Most battery recyclers worldwide lose more than half the lithium they try to extract. A facility in Tsuruga, Japan, now keeps 90%. That gap matters more than any chemistry textbook might suggest. Japan imports nearly all its battery minerals. Global lithium supply chains remain concentrated in a handful of countries. EV demand keeps climbing. So this isn’t really a recycling story — it’s a resource-security story wearing a lab coat.

How the Process Actually Works

The key innovation is a chemical substitution that closes the loop — and dramatically raises what the plant gets to keep.

Old EV batteries get burned in a specialized furnace, then crushed into “black mass” — a metal-rich powder containing lithium, nickel, and cobalt. From there, JX Metals Circular Solutions applies hydrometallurgy (essentially, dissolving metals in water-based chemical solutions to separate them selectively). The clever twist: instead of adding fresh reagents, the facility feeds its own recovered lithium hydroxide back into the process. The output is high-purity white lithium powder, ready for new batteries, with a carbon footprint reportedly 40% lower than conventional methods.

A JX Metals executive told NHK the facility “boosted recovery rates from under 50% to 90% by using different chemicals and processes,” calling it “among the highest rates in the world.”

Key numbers worth tracking:

  • Recovery rate: roughly 90%, up from under 50%
  • Carbon footprint reduction: approximately 40% versus older recycling
  • Operator: JX Metals Circular Solutions, Tsuruga, Fukui Prefecture
  • Scale-up timeline: expansion by 2027, targeting tens of thousands of tons annually by around 2035
  • Current collection rate: only 14% of Japan’s used lithium-ion batteries enter official recycling channels

Impressive – But Not the Whole Story

The real constraint isn’t the chemistry — it’s that most dead batteries never reach the facility in the first place.

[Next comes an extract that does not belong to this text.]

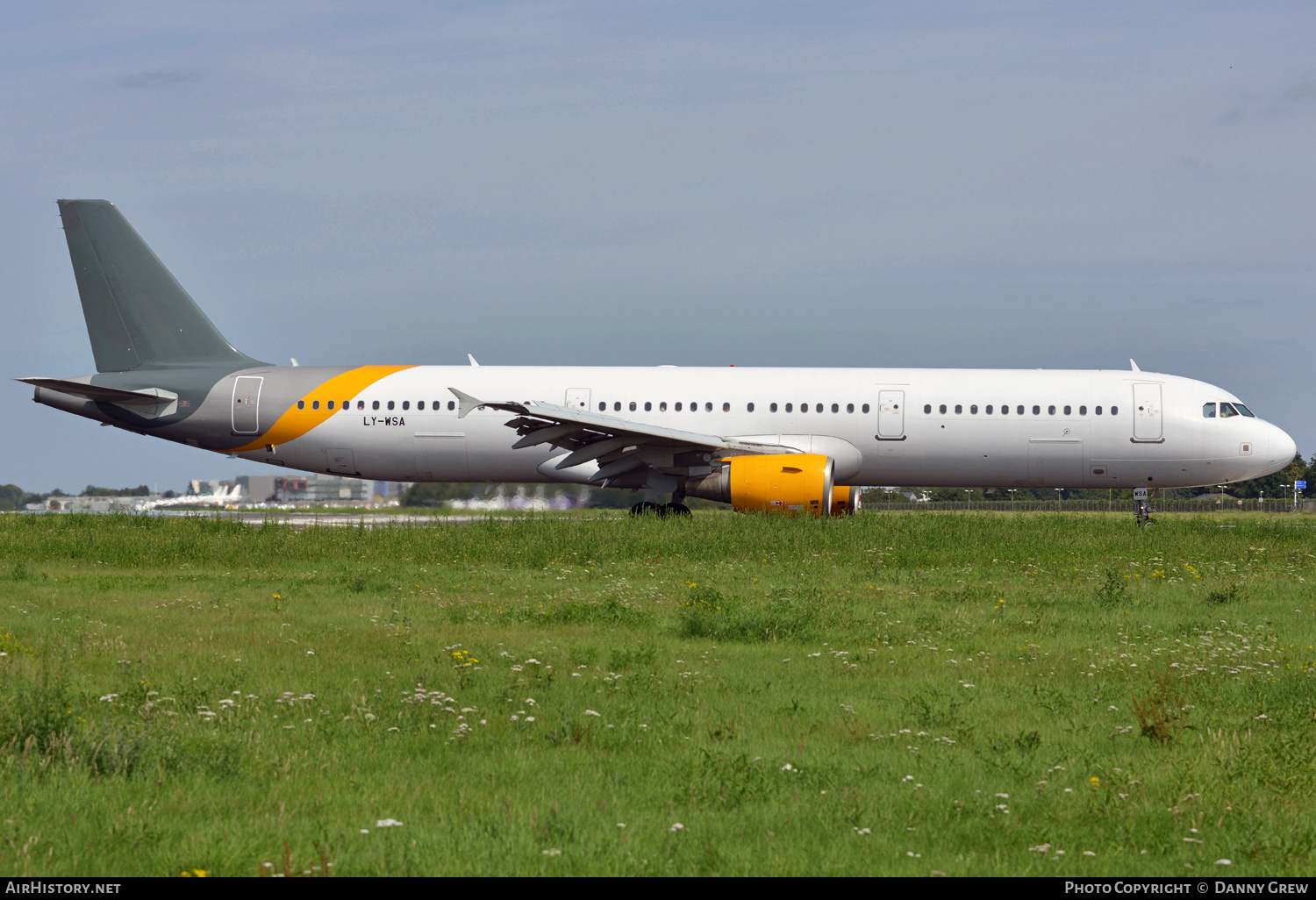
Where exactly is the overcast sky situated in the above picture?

Before anyone declares this a “massive geopolitical shift” — and online commentators already have, with considerable enthusiasm — context matters. Redwood Materials claims over 95% recovery of key battery materials, according to the company. Japan’s own Toray Industries has demonstrated 95%-plus lithium recovery at lab scale using nanofiltration membranes, per published reports. The Tsuruga achievement represents top-tier industrial practice reaching commercial scale, not a solitary miracle.

The harder problem is almost comically analog. A world-class processing plant fed by only 14% of available batteries is like a high-efficiency kitchen that receives almost none of the groceries. Collection logistics and consumer participation remain the unsexy bottleneck that tends to get underfunded while the chemistry wins the headlines.

Still, the ambition here deserves attention. If collection infrastructure catches up and processing scales on schedule, Japan could shift from critical-minerals importer to regional recycling hub — turning dead battery packs from across Asia-Pacific into domestic lithium supply. That transition won’t happen overnight. But the chemistry, at least, is no longer the obstacle.